- Theatrical release poster
- Directed by: Anna Gutto
- Written by: Anna Gutto
- Produced by: Claudia Bluemhuber; Georgia Bayliff; Michael Leahy; Anna Gutto;
- Starring: Juliette Binoche; Frank Grillo; Hala Finley; Cameron Monaghan; Veronica Ferres; Christiane Seidel; Morgan Freeman; Connor Adkins;
- Cinematography: John Christian Rosenlund
- Edited by: Christian Siebenherz
- Music by: Anné Kulonen
- Production companies: Grindstone Entertainment Group Silver Reel
- Distributed by: Lionsgate
- Release date: July 29, 2022 (United States);
- Running time: 115 minutes
- Countries: United States Germany Switzerland
- Language: English
- Box office: $222,607

= Paradise Highway =

2022 film by Anna Gutto

Paradise Highway is a 2022 thriller film written and directed by Anna Gutto in her feature length debut and starring Juliette Binoche, Frank Grillo, and Morgan Freeman. An international co-production between the United States, Germany, and Switzerland, the film was released in the United States on July 29, 2022, by Lionsgate.

==Plot==

To save the life of her brother, truck driver Sally reluctantly agrees to smuggle illicit cargo, a girl named Leila. As they begin a danger-fraught journey across state lines, a dogged FBI operative sets out on their trail, determined to do whatever it takes to terminate a human-trafficking operation and bring Sally and Leila to safety.

==Production==
The film is an international co-production between the United States, Germany, and Switzerland, produced by Grindstone Entertainment Group and Silver Reel; they confirmed the lead cast of Juliette Binoche, Frank Grillo and Morgan Freeman in July 2021.

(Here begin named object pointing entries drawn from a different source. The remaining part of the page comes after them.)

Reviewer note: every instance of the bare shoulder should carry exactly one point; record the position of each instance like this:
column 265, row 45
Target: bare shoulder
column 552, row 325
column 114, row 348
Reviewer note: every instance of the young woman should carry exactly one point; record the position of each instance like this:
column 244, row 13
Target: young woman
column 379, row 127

Filming occurred in Jackson and Clarksdale, Mississippi, in July 2021. Filming also took place in Brookhaven, Mississippi.

As of August 2021, the film was in post-production. In October 2021, it was announced that Lionsgate acquired North American distribution rights to the film.

==Release==
The film was released in theaters and on-demand in the United States by Lionsgate on July 29, 2022. The film was also shown at the Locarno Festival in August 2022.

==Reception==
===Critical response===
 Metacritic, which uses a weighted average, assigned the film a score of 48 out of 100, based on 5 critics, indicating "mixed or average" reviews.

Joe Leydon of Variety called the film "A shrewdly constructed melodrama that does not transcend cliches and conventions so much as show how useful and effective they can be in the right hands". Robert Daniels of RogerEbert.com wrote: "Paradise Highway is the kind wayward, tonally muddled project an actress the caliber of Binoche would only sign onto if promises were broken and payback was required". The New York Timess Concepción de León had this to say about Paradise Highway: "Though it is refreshing to see members of law enforcement focused on recovering and supporting a victim rather than pursuing her abusers, it does not allow for much narrative tension".

===Box office===
Paradise Highway was released direct-to-video and streaming services in North America, but did earn $222,607 at the box office in other territories.